Candidato universal
Constituyó una profunda decepción para el PSC y de rechazo para el PSOE: en cabeza, con más de 13 puntos de distancia sobre CiU en las elecciones generales de 1979, Joan Reventós fue incapaz de asegurar para su partido el triunfo en las autonómicas del año siguiente. Jordi Pujol enjugó en 1980 toda la diferencia y le sacó cinco puntos de ventaja, suficientes para que cayera en sus manos la presidencia de la Generalitat. Desde aquellas elecciones inaugurales, las cosas han rodado sin sobresaltos para el honorable presidente. En las autonómicas de 1984 logró hacerse con la mayoría absoluta, que repitió de forma mecánica hasta 1995, basando siempre su estrategia en un principio que el nacionalismo catalán cultiva desde Cambó: conquistar todo el poder en Cataluña para ser fuertes en Madrid. Y aunque, a diferencia de Cambó, Pujol nunca haya sentido la tentación de ejercer su influencia incorporándose a los gobiernos del Estado, ha logrado identificar su persona con la institución que preside, construir así una posición invulnerable en la política catalana y, al mismo tiempo, ser un poder en Madrid, especialmente desde 1993, cuando se acabaron las mayorías absolutas.
Lo curioso del caso es que la identificación de Pujol con Cataluña, y la tesis de que la suya es la única manera que tienen los catalanes de pesar en la política española, se basa en un gran desestimiento socialista, traducido, elección tras elección, en la presentación de candidatos para perder y en la altísima abstención de sus votantes. En ningún sitio como en Cataluña se ha repetido una conducta tan persistentemente dual, con unos electores que siempre dan el triunfo al PSC en las generales porque salen a votar, pero que en las autonómicas se quedan en casa para que CiU nunca pierda. Si los electores se hubieran comportado en éstas como en aquéllas, Pujol habría tenido más difícil la fusión de su persona con la institución que preside y hasta con la nación que gobierna.
De modo que una derrota de Pujol exigiría, ante todo, que se enfrentara a un candidato competitivo, con ganas y posibilidades de triunfar; además, que su política de serlo todo en Cataluña para decidir en España se hubiera agotado; en fin, que los ciudadanos propensos a la abstención se convencieran de que en cada elección hay que actuar como en las generales. Y todo esto es lo que Maragall está a punto de conseguir. Por supuesto, como candidato no tiene nada que ver con Obiols, una perita en dulce para los postres de Pujol; ni tampoco con el más resistente Nadal, cabeza de lista en la peor de las coyunturas posibles. A Maragall, lo de ser candidato le viene como de familia: él no es un candidato que el PSC decide presentar, sino alguien que decide presentarse sin dejar a su partido más alternativa que ratificar su decisión: una elegante maniobra que no está al alcance de cualquiera y que de momento ha roto las limitaciones propias de las candidaturas partidistas para convertirlo en un candidato universal.

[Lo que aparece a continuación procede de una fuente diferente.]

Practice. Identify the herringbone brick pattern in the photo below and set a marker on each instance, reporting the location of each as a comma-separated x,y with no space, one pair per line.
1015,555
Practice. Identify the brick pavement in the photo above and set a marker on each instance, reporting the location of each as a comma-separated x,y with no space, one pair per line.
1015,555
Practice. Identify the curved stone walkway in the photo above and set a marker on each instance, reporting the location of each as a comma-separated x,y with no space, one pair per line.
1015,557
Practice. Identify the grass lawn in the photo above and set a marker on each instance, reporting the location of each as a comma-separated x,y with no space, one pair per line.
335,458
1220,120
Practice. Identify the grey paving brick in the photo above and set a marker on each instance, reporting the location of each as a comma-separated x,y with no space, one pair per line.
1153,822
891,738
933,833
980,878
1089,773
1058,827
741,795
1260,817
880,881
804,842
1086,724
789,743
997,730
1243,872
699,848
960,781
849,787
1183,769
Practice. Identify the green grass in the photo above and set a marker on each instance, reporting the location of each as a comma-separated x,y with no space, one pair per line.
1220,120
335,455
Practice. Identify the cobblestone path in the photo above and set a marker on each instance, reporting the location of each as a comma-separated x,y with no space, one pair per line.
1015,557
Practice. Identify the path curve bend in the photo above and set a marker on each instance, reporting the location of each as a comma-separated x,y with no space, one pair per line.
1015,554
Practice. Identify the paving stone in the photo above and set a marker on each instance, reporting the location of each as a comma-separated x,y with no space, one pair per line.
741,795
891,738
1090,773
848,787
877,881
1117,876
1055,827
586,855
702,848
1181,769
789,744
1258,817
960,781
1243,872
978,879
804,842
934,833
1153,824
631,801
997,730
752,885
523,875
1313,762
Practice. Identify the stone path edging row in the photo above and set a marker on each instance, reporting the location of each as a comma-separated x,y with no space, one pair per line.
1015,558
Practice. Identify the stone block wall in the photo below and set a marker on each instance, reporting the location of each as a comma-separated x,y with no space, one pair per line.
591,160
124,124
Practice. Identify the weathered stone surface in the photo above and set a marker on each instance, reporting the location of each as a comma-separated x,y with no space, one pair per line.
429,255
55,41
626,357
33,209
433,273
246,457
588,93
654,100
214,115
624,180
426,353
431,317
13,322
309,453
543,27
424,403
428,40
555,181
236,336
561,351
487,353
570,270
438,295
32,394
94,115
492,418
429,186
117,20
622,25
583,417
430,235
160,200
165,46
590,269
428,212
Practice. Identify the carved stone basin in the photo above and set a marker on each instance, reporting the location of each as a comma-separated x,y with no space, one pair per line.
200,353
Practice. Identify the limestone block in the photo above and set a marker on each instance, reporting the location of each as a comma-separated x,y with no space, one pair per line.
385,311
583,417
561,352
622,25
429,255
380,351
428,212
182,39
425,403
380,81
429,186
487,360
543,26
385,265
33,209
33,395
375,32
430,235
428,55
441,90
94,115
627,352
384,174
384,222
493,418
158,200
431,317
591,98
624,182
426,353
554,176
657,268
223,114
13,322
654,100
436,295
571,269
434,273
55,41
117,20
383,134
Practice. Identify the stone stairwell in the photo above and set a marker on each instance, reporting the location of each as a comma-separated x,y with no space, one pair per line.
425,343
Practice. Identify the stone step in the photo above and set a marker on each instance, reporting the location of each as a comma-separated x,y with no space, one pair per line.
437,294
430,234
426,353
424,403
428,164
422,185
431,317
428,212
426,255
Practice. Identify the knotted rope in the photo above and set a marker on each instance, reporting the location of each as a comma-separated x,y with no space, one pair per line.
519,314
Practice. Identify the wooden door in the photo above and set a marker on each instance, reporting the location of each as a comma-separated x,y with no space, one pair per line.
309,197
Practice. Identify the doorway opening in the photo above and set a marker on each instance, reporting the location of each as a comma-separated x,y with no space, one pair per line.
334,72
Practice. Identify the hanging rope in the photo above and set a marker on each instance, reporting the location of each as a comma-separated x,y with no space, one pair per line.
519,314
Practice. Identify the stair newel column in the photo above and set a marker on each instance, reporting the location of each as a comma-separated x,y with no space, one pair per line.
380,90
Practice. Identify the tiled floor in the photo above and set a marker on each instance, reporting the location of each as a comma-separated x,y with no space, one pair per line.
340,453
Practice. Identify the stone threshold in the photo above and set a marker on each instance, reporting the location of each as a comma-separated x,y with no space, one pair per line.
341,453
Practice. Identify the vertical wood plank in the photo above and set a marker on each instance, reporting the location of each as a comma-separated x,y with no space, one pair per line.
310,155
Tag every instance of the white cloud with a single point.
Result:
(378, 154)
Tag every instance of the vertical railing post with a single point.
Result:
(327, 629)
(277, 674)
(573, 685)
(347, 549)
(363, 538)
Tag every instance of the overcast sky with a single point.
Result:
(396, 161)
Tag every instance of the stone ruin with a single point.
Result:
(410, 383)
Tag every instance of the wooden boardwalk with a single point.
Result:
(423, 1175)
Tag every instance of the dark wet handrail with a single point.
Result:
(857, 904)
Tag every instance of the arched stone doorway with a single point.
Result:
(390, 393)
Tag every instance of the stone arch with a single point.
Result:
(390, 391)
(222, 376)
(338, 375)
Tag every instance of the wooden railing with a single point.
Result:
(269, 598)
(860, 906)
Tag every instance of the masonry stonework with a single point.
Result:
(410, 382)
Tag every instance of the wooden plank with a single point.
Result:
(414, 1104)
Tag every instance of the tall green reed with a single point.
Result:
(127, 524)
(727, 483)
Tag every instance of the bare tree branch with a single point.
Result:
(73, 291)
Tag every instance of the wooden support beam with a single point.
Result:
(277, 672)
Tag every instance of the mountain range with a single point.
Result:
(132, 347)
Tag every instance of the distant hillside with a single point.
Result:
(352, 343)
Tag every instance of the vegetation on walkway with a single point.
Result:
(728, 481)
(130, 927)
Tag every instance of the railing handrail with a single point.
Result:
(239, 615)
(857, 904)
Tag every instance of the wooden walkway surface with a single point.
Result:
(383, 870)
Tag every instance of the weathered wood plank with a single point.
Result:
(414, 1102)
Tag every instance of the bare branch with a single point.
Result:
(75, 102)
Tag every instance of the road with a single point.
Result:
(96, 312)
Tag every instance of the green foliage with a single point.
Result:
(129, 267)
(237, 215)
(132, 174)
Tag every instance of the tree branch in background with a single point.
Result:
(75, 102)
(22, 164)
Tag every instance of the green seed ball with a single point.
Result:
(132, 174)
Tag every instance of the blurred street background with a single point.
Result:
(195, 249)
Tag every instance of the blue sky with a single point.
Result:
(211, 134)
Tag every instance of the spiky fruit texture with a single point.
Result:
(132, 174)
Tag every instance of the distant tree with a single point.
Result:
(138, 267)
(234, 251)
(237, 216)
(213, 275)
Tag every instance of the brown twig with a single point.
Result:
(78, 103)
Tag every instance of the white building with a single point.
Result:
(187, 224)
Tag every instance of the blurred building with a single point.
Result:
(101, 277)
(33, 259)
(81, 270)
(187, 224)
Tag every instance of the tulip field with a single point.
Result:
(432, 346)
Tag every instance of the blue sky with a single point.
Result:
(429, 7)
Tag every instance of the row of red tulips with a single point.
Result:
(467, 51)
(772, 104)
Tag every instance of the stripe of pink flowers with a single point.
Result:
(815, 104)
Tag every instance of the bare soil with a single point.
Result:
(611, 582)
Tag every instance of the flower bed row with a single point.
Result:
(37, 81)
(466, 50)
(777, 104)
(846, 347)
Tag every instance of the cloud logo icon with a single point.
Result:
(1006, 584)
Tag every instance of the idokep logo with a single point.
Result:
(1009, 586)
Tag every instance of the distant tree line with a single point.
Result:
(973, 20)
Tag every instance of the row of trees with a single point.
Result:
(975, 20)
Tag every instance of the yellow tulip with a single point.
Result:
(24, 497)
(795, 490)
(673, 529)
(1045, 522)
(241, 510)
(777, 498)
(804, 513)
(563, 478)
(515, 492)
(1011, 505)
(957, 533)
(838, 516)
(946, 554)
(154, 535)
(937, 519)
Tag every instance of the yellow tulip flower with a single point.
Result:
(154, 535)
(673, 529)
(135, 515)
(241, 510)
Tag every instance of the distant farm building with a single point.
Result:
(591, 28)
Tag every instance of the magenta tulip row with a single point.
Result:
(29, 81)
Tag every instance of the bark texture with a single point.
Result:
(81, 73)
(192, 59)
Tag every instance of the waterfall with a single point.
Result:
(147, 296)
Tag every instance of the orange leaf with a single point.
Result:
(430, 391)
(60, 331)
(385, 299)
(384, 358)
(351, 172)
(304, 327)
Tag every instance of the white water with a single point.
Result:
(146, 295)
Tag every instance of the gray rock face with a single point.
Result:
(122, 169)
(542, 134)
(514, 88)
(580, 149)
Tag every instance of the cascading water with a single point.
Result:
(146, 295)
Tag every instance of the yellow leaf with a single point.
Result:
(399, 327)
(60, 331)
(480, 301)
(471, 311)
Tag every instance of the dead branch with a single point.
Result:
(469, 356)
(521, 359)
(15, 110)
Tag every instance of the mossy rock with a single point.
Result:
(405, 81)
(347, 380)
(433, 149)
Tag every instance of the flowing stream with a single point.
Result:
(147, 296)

De acuerdo con esta condición, Maragall da por liquidado el modelo de relación de Cataluña con España cultivado por Pujol. Ahora no se trata de serlo todo en Cataluña para arrancar concesiones de Madrid, sino de refundar esas relaciones sobre una base federal, lo que significa una Cataluña abierta al diálogo con Euskadi, pero también con Andalucía o Aragón, afirmando las diferencias sin menospreciar las herencias comunes. Ya veremos cómo se come eso, pero de momento Maragall ha conseguido que estas elecciones se sientan como generales, implicando a plataformas ciudadanas, polarizando opciones, dejando a los demás sin terreno de caza. Frente a este planteamiento dinámico, Pujol juega en retirada su última y algo patética carta: repite que ésta es la última vez que se presenta y promete repartir toda la hacienda, como abuelo generoso, entre la gente de su edad, todos pensionistas, y los nietos que aún les quedan en edad de guardería.